I ran across an op-ed by David Brooks in the New York Times yesterday. Ordinarily I don’t find myself agreeing with what he writes; but this time I do.

The article[1] is a meta-commentary on a commentary[2] about a new book entitled “The Confidence Code” by Katty Kay and Claire Shipman. The book itself is a summary of the social science and behavioral economics literature behind the difference in self-confidence between men and women. On average, men tend toward overconfidence and women toward underconfidence. Although there are clearly systematic biases and other barriers that explain the differences between men and women in workplace and academic advancement, there is also evidence that underconfidence among women plays a role.

Equally intriguing was one of Brooks’ reactions. He observed that people are notably bad at estimating their on self-worth. Some value themselves to little, other far too much, relative to their achievements, competence, and other attributes. He notes:

“The self-help books try to boost the “confidence” part of self-confidence, but the real problem is the “self” part.”
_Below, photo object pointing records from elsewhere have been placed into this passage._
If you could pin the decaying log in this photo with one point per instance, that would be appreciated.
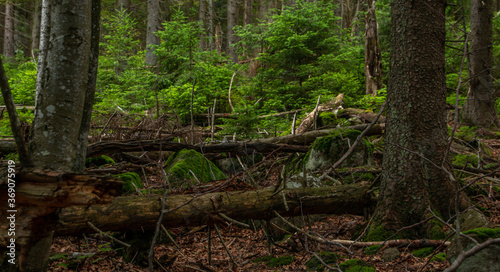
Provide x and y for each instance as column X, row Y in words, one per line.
column 243, row 148
column 142, row 212
column 307, row 123
column 308, row 138
column 367, row 116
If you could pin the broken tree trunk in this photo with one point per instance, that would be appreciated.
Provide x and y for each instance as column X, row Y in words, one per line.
column 37, row 197
column 142, row 212
column 308, row 122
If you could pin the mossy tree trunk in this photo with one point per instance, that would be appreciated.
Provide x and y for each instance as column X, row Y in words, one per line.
column 414, row 164
column 479, row 109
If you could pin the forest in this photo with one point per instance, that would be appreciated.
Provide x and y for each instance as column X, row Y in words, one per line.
column 250, row 135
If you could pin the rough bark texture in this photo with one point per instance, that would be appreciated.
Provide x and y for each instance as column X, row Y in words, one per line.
column 373, row 56
column 232, row 15
column 203, row 23
column 203, row 209
column 479, row 109
column 81, row 152
column 154, row 24
column 43, row 47
column 416, row 132
column 35, row 32
column 8, row 40
column 59, row 110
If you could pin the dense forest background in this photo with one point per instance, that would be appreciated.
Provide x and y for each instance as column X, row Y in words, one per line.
column 252, row 57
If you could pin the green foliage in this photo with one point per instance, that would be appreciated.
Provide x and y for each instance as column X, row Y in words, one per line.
column 122, row 81
column 484, row 233
column 99, row 161
column 372, row 249
column 423, row 252
column 129, row 180
column 356, row 265
column 326, row 257
column 184, row 164
column 280, row 261
column 440, row 257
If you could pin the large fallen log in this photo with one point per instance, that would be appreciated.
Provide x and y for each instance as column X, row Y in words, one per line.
column 142, row 212
column 243, row 148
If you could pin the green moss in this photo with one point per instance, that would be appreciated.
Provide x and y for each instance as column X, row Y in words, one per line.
column 463, row 160
column 484, row 233
column 423, row 252
column 372, row 249
column 440, row 257
column 355, row 265
column 183, row 164
column 327, row 119
column 98, row 161
column 327, row 257
column 280, row 261
column 129, row 179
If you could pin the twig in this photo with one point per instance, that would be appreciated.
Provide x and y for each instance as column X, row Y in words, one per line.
column 358, row 139
column 107, row 235
column 224, row 244
column 471, row 252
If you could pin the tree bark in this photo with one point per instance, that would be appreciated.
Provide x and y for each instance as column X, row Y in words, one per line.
column 479, row 109
column 414, row 177
column 35, row 32
column 196, row 210
column 373, row 57
column 154, row 24
column 232, row 15
column 203, row 24
column 8, row 41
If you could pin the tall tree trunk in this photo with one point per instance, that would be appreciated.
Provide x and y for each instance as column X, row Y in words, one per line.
column 123, row 5
column 154, row 24
column 413, row 176
column 9, row 42
column 232, row 15
column 211, row 18
column 35, row 33
column 203, row 24
column 81, row 153
column 44, row 41
column 373, row 57
column 479, row 109
column 248, row 12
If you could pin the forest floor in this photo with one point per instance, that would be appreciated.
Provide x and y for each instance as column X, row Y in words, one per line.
column 249, row 249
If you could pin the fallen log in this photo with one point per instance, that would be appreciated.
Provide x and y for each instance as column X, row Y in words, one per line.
column 242, row 148
column 142, row 212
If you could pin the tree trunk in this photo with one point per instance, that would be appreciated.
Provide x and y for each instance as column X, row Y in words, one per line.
column 248, row 12
column 197, row 210
column 413, row 177
column 211, row 18
column 44, row 43
column 35, row 33
column 8, row 41
column 154, row 24
column 479, row 109
column 203, row 24
column 232, row 15
column 373, row 57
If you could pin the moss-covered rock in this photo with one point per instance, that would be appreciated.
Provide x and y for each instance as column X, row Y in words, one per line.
column 129, row 180
column 314, row 264
column 191, row 165
column 325, row 151
column 355, row 265
column 423, row 252
column 98, row 161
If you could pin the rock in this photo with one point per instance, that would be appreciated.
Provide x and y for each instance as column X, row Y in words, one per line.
column 390, row 254
column 191, row 165
column 325, row 151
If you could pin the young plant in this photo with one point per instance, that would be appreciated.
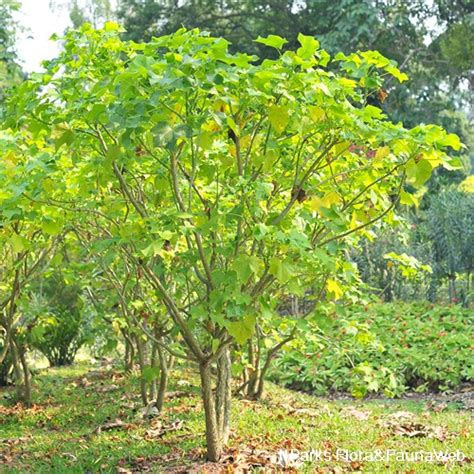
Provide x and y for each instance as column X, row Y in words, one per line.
column 228, row 182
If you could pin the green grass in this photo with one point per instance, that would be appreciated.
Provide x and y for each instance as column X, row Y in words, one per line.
column 59, row 433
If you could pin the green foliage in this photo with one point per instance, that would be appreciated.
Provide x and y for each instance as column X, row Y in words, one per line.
column 448, row 227
column 432, row 41
column 10, row 72
column 384, row 347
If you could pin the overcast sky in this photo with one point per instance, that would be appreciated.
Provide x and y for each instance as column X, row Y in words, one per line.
column 38, row 22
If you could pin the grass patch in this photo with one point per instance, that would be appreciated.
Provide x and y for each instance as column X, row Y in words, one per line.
column 88, row 419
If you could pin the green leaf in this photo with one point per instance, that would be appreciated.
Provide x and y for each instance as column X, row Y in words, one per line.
column 19, row 243
column 273, row 41
column 309, row 45
column 335, row 288
column 279, row 117
column 281, row 270
column 242, row 330
column 246, row 265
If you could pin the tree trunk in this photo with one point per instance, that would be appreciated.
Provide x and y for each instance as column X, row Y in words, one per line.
column 216, row 408
column 160, row 398
column 142, row 363
column 26, row 377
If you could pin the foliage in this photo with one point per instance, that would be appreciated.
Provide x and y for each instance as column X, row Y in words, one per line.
column 432, row 42
column 81, row 402
column 58, row 318
column 226, row 186
column 95, row 12
column 10, row 71
column 383, row 347
column 449, row 229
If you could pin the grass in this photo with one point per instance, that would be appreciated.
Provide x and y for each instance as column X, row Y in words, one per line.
column 61, row 433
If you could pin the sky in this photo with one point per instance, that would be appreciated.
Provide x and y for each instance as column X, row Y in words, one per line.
column 39, row 21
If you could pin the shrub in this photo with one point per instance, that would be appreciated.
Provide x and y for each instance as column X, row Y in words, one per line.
column 390, row 347
column 59, row 329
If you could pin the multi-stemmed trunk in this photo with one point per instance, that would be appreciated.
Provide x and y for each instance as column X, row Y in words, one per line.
column 216, row 404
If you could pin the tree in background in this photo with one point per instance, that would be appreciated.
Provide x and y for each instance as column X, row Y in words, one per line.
column 95, row 12
column 228, row 185
column 448, row 228
column 10, row 71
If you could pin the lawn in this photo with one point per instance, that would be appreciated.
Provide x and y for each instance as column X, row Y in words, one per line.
column 89, row 419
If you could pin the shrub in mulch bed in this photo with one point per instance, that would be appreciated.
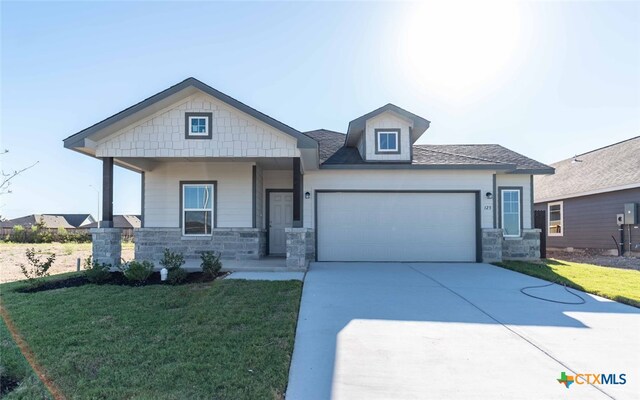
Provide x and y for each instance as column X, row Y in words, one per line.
column 118, row 278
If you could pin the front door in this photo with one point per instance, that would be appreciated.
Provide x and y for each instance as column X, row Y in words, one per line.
column 280, row 217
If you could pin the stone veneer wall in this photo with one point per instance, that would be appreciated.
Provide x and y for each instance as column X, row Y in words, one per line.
column 491, row 245
column 496, row 248
column 106, row 245
column 301, row 247
column 231, row 243
column 526, row 247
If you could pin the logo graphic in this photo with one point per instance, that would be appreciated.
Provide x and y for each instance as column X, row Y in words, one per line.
column 592, row 379
column 567, row 380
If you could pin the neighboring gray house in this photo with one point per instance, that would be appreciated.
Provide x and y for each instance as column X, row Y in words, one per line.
column 51, row 221
column 219, row 175
column 586, row 195
column 122, row 221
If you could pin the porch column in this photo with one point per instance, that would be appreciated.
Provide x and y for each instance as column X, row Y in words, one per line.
column 107, row 193
column 106, row 247
column 297, row 193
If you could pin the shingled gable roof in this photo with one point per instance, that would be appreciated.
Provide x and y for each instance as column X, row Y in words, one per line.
column 610, row 168
column 164, row 99
column 357, row 126
column 334, row 154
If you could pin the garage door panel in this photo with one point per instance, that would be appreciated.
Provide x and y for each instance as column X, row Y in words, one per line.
column 375, row 226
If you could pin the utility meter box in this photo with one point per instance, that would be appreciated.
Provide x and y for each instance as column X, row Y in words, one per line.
column 631, row 213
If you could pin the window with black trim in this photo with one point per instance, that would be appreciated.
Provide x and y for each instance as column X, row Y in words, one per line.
column 555, row 223
column 198, row 125
column 197, row 208
column 387, row 140
column 510, row 211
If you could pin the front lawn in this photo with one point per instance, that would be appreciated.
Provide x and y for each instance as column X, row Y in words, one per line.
column 17, row 379
column 621, row 285
column 226, row 339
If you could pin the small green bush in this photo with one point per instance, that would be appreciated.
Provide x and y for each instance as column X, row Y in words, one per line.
column 137, row 271
column 176, row 275
column 96, row 272
column 171, row 260
column 36, row 268
column 211, row 263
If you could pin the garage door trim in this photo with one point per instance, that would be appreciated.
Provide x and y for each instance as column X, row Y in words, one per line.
column 477, row 198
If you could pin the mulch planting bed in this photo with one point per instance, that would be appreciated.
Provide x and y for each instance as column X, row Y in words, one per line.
column 117, row 278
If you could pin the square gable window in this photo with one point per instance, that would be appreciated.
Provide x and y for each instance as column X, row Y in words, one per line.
column 388, row 141
column 197, row 125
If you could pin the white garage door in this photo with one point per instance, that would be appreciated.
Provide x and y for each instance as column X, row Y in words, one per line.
column 377, row 226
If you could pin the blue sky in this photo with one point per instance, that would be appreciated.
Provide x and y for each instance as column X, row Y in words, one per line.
column 546, row 79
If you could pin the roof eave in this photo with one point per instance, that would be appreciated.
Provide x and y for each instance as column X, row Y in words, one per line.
column 534, row 171
column 167, row 96
column 394, row 166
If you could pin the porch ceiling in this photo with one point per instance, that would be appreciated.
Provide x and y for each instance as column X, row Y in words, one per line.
column 148, row 164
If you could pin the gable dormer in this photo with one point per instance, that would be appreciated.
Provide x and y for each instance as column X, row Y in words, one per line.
column 386, row 134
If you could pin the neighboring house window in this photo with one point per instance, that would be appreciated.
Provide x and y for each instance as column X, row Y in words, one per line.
column 198, row 125
column 511, row 211
column 555, row 212
column 197, row 208
column 387, row 140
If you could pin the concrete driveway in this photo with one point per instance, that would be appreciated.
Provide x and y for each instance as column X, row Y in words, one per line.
column 454, row 331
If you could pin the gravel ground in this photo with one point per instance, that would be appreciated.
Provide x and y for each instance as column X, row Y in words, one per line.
column 12, row 255
column 595, row 259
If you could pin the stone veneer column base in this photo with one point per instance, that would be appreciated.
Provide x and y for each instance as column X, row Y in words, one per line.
column 524, row 248
column 301, row 247
column 491, row 245
column 106, row 245
column 231, row 243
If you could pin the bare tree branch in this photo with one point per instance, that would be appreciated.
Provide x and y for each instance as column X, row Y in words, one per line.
column 7, row 177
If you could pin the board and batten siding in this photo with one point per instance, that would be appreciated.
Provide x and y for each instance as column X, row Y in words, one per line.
column 590, row 221
column 234, row 134
column 234, row 192
column 517, row 180
column 406, row 180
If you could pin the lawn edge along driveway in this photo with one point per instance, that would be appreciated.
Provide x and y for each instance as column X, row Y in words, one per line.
column 621, row 285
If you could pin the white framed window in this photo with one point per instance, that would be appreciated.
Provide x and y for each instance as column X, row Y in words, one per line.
column 387, row 141
column 555, row 223
column 197, row 208
column 510, row 208
column 198, row 126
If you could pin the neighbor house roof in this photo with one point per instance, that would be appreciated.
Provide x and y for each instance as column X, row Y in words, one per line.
column 611, row 168
column 53, row 221
column 122, row 221
column 333, row 153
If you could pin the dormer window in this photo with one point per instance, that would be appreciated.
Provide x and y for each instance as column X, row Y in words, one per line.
column 198, row 125
column 387, row 141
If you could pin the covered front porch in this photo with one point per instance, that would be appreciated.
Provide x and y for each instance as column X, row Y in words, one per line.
column 247, row 210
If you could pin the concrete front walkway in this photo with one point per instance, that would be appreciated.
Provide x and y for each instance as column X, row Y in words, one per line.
column 454, row 331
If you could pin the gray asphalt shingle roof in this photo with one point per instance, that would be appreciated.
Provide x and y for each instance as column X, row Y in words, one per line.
column 53, row 221
column 332, row 152
column 610, row 167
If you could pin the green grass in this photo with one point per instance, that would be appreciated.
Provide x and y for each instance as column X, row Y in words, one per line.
column 622, row 285
column 15, row 369
column 220, row 340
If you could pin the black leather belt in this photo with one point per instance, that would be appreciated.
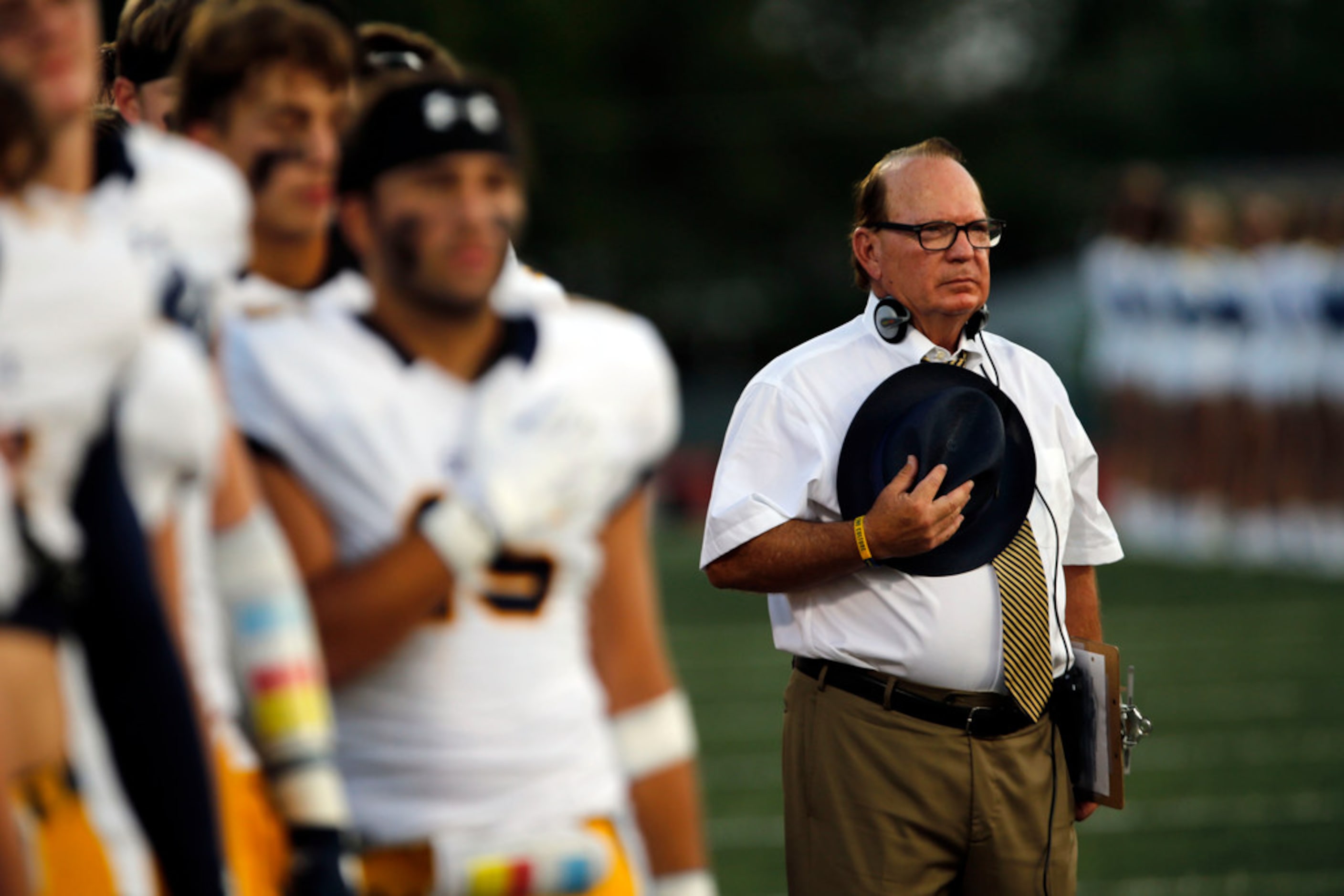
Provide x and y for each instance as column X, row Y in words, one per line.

He goes on to talk about the philosopher David Hume’s difficulty in pinning down the “self” that he was attempting to observe[3]:

“David Hume noticed that when he tried to enter into what he called his most intimate self, he always stumbled on some particular perception or another. He never could catch himself without a perception of something else, and he never could see himself, only the perception.”

Amida Buddha

This sort of true introspection is difficult because you keep bumping into filters, sensitivities, and defensiveness. When Brooks refers to the fragility of the ethereal ego that we conjure up, I thought of the Buddhist concept of the self. In Buddhist traditions the “self” is an illusory concept; and to fully-understand the nature of non-self[4] is enlightenment. The “self” to a Buddhist is just another impermanent thing. With each breath, the “self” changes; so why should we bother holding onto it? This is important because the idea of a fixed self means that we try to cling to what we are and what we have. The Second Noble Truth tells us that this sort of craving leads to unhappiness.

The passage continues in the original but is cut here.